Это был глупый вопрос, но у Рери не укладывалось в голове, что это может относиться к Ингвару конунгу. Смерти своего отца они не видели, и даже бегства с матерью из разоряемого Хейдабьюра не запомнили – слишком были малы. Они от души горевали по королеве Хольмфрид, жалели ее среднего сына и завидовали старшему, который погиб в сражении, но все же их утешало то, что сам Ингвар конунг, защита и опора дома, оставался с ними. Они пришли под его покровительство совсем маленькими, сам Хальвдан конунг был для них скорее героем сказаний, чем родным человеком, и оба они невольно относились к Ингвару как к своему отцу. Именно он заботился о них, как во имя долга перед сестрой, так и просто по доброте души. Он просто не мог умереть, потому что он был всегда, он обязан был быть, как Мировой Ясень. Умереть, уйти, оставить мир без опоры – было бы просто легкомыслием, недопустимым для такого надежного человека, как Ингвар конунг.
– Конунг! – Рери подошел ближе и наклонился, пытаясь почти в темноте рассмотреть лицо. – Ты слышишь?
Помня, чему его учили, он почти бессознательно взял конунга за руку и стал нащупывать бьющуюся жилку на запястье. Его учили отличать живого от мертвого, но нелепо казалось применять это знание к собственному названному отцу… Тому самому, что и учил… Тем более что жилка не билась.
Надеясь на какую-то ошибку, Харальд в свою очередь наклонился и поднес к губам Ингвара клинок своего нового, тщательно вытертого меча. Клинок остался чистым. Харальд отступил и в недоумении огляделся. У него было чувство, что он по недосмотру что-то потерял. «Как же теперь?» – зависло в голове. Главным ощущением было недоумение, неуверенность: мир внезапно сдвинулся и стал совсем другим. С мира сорвало крышу, и теперь они, Харальд и Хрёрек, сыновья Хальвдана Ютландского, сами стали старшими в своем роду… Других мужчин в семье больше нет, не считая четырнадцатилетнего Гудлейва, который пока еще воспитывается у Рагнара лагмана, своего дяди по матери.
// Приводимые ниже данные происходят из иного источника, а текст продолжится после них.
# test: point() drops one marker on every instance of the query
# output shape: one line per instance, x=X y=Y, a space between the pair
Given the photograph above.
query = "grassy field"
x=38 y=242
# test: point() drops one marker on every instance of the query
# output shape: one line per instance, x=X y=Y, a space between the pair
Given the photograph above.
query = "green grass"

– Вот ты, Рери! – В покой вдруг ворвался Вемунд, усталый, потный, без шлема, со свежей красной ссадиной на носу. – Ты молодец! Ты просто юный Сигурд! Двадцать лет этот кусок дерьма плавал по морям и наводил ужас на людей, а ты убил его! В первой своей битве совершить такой подвиг! Ты далеко пойдешь, парень! Теперь-то никто не усомнится, что тебе досталась удача твоего отца, что бы там ни говорили про эту вашу золотую гривну! Знаешь, как смелость лучше острого меча, так и настоящая удача лучше какого-то там золота, пусть хоть сам Один подарил его твоему предку!
Вемунд радостно ударил Рери по плечу, но тут заметил, что юный Сигурд смотрит на него недоуменно-пустыми глазами.
– Ты чего? – Держа его за плечо, харсир заглянул ему в глаза. – Ранен? Куда? Где твой брат? С ним все в порядке?
– Вот. – Рери неловко повернулся и показал на лежащее тело. – Он… Его…
Выпустив его плечо, Вемунд значительно просвистел и шагнул к лежанке. Его опытному взгляду вид вытянутого тела говорил достаточно много, чтобы пояснений не требовалось.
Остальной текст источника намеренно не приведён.